La Belle de Villarreal se leva ensuite et fit quelques pas dans la demeure de la sorcière. Sous ses pieds, le plancher murmura à peine, quand sa voix s'éleva de nouveau. « Je te savais douée mais je ne t'imaginais pas capable de telles prouesses, je l'avoue », reprit-elle. Son regard parcourut rapidement les lieux avant de se recentrer sur son interlocutrice. « Bien que je ne connaisse pas grand-chose à la magie du sang, tu as toujours su me surprendre », ajouta-t-elle alors qu'elle se rapprochait de la démarche féline qui l'avait toujours si bien caractérisée. Elle se permit ensuite de s'assoir délicatement sur un bord de la table, à la droite de Songe ; du bout d'un doigt, elle relevait doucement le menton de la sorcière. L'ambre et le gris se plantèrent dans son regard. « Et tu me disais courageuse… Mais regarde toi : as-tu seulement hésitée avant de te jeter dans la gueule du loup pour venir me délivrer ? » Questionna-t-elle avec un sourire affectueux alors que son regard, insistant, mêlait une réelle tendresse à une forme d'admiration. La question était rhétorique et n'appelait à aucune réponse ; pour autant, il apparaissait important pour Swann de lui réaffirmer son indéfectible amitié. Et puis, après tout, elle n'avait que rarement eu l'occasion d'évoquer ce genre de chose et la situation s'y prêtait merveilleusement. D'autant que ce n'était pas la première fois que la sorcière démontrait son courage : n'était-elle pas celle également qui avait avait acceptée de participer à un rituel magique à la seule demande de l'ancienne dragmire ? « Lorsque j'étais là-bas, agonisante, dans les Geôles du Général », commença-t-elle à se rappeler alors que ses yeux se perdaient dans ses souvenirs une fois de plus, « Tu étais mon seul espoir… La dernière chose à laquelle je me raccrochais pour ne pas perdre la tête », avoua-t-elle en détournant le regard. Elle se revoyait là-bas, enchaînée en compagnie du Ceald, lui rappelant chaque jour au cours de leurs brèves discussions que Songe allaient venir les délivrer. « Alors… merci », conclut-elle finalement en même temps que son sourire s'évaporait doucement.

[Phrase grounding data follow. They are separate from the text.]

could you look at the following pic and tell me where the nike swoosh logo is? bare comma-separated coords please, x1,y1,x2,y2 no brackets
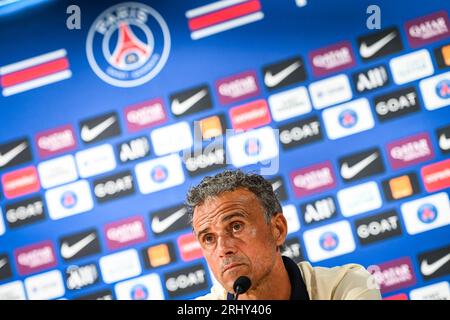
61,233,96,259
360,31,397,58
0,258,7,270
420,253,450,276
439,133,450,151
264,61,301,88
0,142,27,167
81,116,116,142
171,89,207,116
341,152,379,179
152,208,187,234
271,180,282,192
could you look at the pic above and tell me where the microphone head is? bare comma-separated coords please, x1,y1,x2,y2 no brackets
233,276,252,295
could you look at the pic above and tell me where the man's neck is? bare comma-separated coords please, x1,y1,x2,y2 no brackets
238,255,291,300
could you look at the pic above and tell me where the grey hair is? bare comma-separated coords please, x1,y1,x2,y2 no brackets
185,169,283,225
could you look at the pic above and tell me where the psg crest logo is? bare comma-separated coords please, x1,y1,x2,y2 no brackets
86,2,171,87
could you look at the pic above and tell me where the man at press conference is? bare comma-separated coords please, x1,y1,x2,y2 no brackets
185,170,382,300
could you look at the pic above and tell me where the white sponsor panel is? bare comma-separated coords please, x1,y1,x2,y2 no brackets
268,86,312,121
37,155,78,189
227,126,279,168
151,122,193,156
419,71,450,111
401,192,450,235
308,74,353,110
0,208,4,236
0,281,26,300
283,204,300,234
24,270,65,300
389,49,434,85
75,144,116,178
303,220,356,262
322,98,374,140
410,281,450,300
135,154,185,195
115,273,164,300
45,180,94,220
337,181,382,217
99,249,142,284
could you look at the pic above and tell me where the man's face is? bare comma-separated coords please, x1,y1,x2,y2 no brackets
192,188,286,293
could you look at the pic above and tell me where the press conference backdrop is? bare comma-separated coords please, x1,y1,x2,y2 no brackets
0,0,449,300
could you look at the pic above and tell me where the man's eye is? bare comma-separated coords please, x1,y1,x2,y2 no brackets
204,235,214,244
232,222,243,232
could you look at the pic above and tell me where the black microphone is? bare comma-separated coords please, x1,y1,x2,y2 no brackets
233,276,251,300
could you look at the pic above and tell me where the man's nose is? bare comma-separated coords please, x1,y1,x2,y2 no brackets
217,235,237,257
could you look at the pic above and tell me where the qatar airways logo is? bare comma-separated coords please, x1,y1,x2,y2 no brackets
310,41,355,77
105,216,147,250
35,125,77,158
387,133,434,169
405,11,450,47
290,161,336,197
14,241,57,275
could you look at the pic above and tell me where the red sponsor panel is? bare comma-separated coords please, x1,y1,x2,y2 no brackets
229,99,271,130
421,159,450,192
2,166,40,199
177,233,203,262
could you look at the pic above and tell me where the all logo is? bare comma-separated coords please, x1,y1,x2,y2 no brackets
142,242,176,269
59,229,101,261
35,125,77,158
405,11,450,48
45,180,94,220
86,2,171,87
281,237,304,263
322,98,374,140
338,147,385,182
104,216,147,250
436,124,450,154
0,138,32,170
164,264,209,298
79,112,121,144
419,70,450,111
303,220,355,262
279,116,322,150
352,65,390,94
1,166,40,200
0,254,12,281
135,154,185,195
150,204,190,236
290,161,336,198
216,70,260,105
183,143,226,177
124,98,167,132
117,136,150,164
115,273,164,300
373,87,420,122
417,244,450,280
4,196,46,229
65,263,99,290
262,57,307,90
386,132,434,170
421,159,450,193
357,27,403,61
309,41,355,77
93,170,135,203
300,196,337,225
381,172,420,202
355,210,402,245
401,192,450,235
170,85,213,117
14,241,57,275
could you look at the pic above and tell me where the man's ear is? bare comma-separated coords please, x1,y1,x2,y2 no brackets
271,212,288,247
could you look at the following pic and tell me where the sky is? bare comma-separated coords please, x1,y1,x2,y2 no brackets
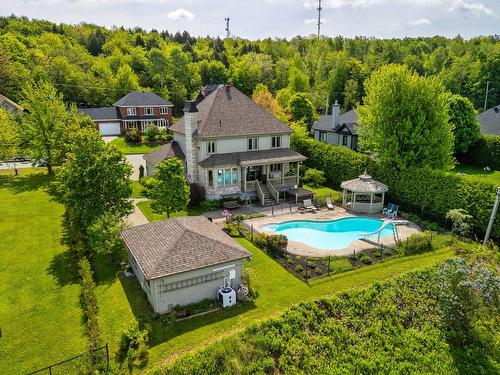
1,0,499,40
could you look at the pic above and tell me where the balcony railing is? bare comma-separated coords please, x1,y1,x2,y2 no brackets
268,175,298,188
267,179,280,203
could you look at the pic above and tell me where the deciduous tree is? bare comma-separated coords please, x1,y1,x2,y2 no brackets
358,65,453,170
445,94,481,155
149,158,190,218
288,93,316,128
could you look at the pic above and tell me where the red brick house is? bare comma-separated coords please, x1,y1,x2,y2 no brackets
79,91,174,135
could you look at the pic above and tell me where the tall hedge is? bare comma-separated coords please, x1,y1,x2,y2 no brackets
292,134,499,237
459,134,500,170
291,134,370,188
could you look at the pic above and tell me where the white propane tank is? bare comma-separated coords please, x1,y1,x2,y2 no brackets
217,287,236,308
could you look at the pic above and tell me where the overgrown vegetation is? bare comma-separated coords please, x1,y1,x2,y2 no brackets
165,245,499,374
460,134,500,170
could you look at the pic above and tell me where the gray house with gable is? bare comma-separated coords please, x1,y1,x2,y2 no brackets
312,101,359,151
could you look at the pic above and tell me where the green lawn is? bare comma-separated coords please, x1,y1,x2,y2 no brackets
109,137,162,154
454,164,500,186
304,184,343,202
0,171,456,373
0,171,86,373
137,200,205,221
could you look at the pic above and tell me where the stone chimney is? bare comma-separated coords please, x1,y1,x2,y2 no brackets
332,100,340,129
183,100,199,183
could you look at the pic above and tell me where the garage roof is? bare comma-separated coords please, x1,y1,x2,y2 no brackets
121,216,252,280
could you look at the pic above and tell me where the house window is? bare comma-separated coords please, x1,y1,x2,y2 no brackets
232,168,238,185
159,106,168,115
342,135,348,146
207,141,216,154
158,119,168,128
270,163,282,172
271,136,281,148
208,170,214,187
127,107,136,116
248,138,258,150
224,168,231,186
319,131,327,143
217,169,223,186
127,121,137,130
144,107,154,115
247,166,261,181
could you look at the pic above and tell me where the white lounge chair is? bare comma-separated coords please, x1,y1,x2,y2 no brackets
326,197,334,210
303,199,319,212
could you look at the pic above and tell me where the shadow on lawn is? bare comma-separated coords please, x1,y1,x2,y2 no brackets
0,172,55,195
47,249,80,286
119,275,257,348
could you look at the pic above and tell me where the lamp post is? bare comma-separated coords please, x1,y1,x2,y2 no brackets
483,186,500,246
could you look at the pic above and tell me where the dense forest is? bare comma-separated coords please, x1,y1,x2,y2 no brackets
0,15,499,117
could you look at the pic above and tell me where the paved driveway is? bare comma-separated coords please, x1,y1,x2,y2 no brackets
102,136,118,144
126,198,149,227
126,154,145,180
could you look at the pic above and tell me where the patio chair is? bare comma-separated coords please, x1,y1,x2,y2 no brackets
387,204,399,218
326,197,334,210
303,199,319,212
383,203,395,216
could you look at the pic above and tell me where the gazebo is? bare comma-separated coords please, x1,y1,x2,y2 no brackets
341,171,388,214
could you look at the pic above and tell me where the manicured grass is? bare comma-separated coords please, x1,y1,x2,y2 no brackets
136,200,205,221
454,164,500,186
0,172,86,373
0,172,456,373
131,180,145,198
109,137,162,154
304,184,343,202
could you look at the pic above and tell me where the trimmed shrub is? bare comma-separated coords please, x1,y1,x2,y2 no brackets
304,168,326,187
459,134,500,170
396,231,433,256
144,124,159,142
118,321,149,370
383,249,393,256
295,264,304,273
360,254,372,264
200,199,222,211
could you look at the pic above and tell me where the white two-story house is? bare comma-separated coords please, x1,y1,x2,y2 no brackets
146,84,306,205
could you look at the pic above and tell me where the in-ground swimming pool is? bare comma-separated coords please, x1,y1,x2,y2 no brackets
264,217,394,250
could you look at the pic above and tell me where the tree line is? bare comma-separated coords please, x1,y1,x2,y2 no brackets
1,15,499,116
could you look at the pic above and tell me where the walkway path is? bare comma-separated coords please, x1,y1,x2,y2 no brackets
126,198,148,227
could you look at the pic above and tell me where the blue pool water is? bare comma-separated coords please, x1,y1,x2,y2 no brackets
264,217,394,250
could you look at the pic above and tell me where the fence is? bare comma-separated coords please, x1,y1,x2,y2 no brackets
26,344,109,375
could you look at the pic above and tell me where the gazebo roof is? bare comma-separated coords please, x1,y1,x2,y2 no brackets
340,171,389,194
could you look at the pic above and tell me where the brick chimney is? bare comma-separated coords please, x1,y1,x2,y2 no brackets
332,100,340,129
183,100,198,183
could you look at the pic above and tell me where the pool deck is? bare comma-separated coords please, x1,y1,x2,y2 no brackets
242,206,421,257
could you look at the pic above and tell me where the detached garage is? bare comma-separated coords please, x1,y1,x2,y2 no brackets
78,106,122,136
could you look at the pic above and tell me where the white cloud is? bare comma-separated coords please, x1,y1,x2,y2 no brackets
304,0,443,9
407,18,431,25
165,8,195,20
448,0,494,17
304,18,317,24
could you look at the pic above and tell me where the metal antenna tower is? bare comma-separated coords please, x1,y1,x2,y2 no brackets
225,17,230,38
317,0,322,37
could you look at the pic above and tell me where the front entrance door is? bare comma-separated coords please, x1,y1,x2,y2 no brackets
246,166,262,183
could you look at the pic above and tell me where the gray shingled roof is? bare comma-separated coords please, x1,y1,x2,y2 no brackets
78,106,121,120
170,85,292,138
341,172,388,194
121,216,252,280
143,142,185,165
199,148,306,168
477,105,500,135
312,109,358,133
113,90,173,107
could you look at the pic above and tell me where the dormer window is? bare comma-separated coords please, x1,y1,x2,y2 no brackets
207,141,216,154
271,136,281,148
144,107,154,115
248,138,258,151
159,107,168,115
127,107,136,116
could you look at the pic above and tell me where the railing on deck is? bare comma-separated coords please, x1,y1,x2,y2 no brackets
256,181,265,206
267,179,280,203
245,180,257,192
268,175,298,188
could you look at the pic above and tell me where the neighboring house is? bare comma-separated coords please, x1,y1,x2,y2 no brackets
79,90,173,136
477,104,500,135
121,216,252,314
164,84,306,204
0,94,22,113
312,101,358,150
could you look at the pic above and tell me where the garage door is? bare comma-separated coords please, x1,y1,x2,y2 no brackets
99,122,121,136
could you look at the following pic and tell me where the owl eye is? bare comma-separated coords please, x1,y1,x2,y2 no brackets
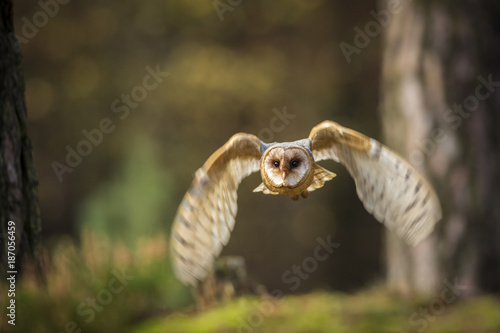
273,161,280,168
290,160,299,168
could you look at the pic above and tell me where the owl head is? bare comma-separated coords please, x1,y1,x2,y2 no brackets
260,144,315,195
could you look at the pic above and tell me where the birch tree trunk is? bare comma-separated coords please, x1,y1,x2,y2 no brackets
380,0,500,296
0,0,43,279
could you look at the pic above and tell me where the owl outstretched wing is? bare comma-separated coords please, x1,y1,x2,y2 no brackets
309,121,442,245
170,133,262,286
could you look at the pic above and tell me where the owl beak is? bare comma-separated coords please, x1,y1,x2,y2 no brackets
282,169,289,181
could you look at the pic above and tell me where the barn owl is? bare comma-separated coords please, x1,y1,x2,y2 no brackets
170,121,442,286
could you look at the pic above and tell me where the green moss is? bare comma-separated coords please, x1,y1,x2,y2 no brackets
3,232,500,333
133,290,500,333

Le Cygne Noir, peu enclin à ce genre de déclaration spontanée, se sentit forcément peu à son aise bien que débarrassée d'un certain poids. C'est alors qu'elle remarqua en jetant un coup d'œil par la fenêtre que le ciel commençait à reprendre des couleurs plus chaleureuses. Déjà, se dit la jeune brune en constatant que le temps avait passé bien plus vite qu'elle ne l'aurait cru. Pour une fois, elle aurait voulu que cet instant dure éternellement ; la crainte de ne pas revoir Songe avant de longues semaines, bien qu'elle l'ait assurée du contraire plus tôt dans la nuit, lui serrait le cœur plus que de raison. Elle poussa un long soupire. « C'est l'heure », déclara-t-elle tout en sobriété. Son regard n'osa pas affronté une fois de plus celui de la sorcière.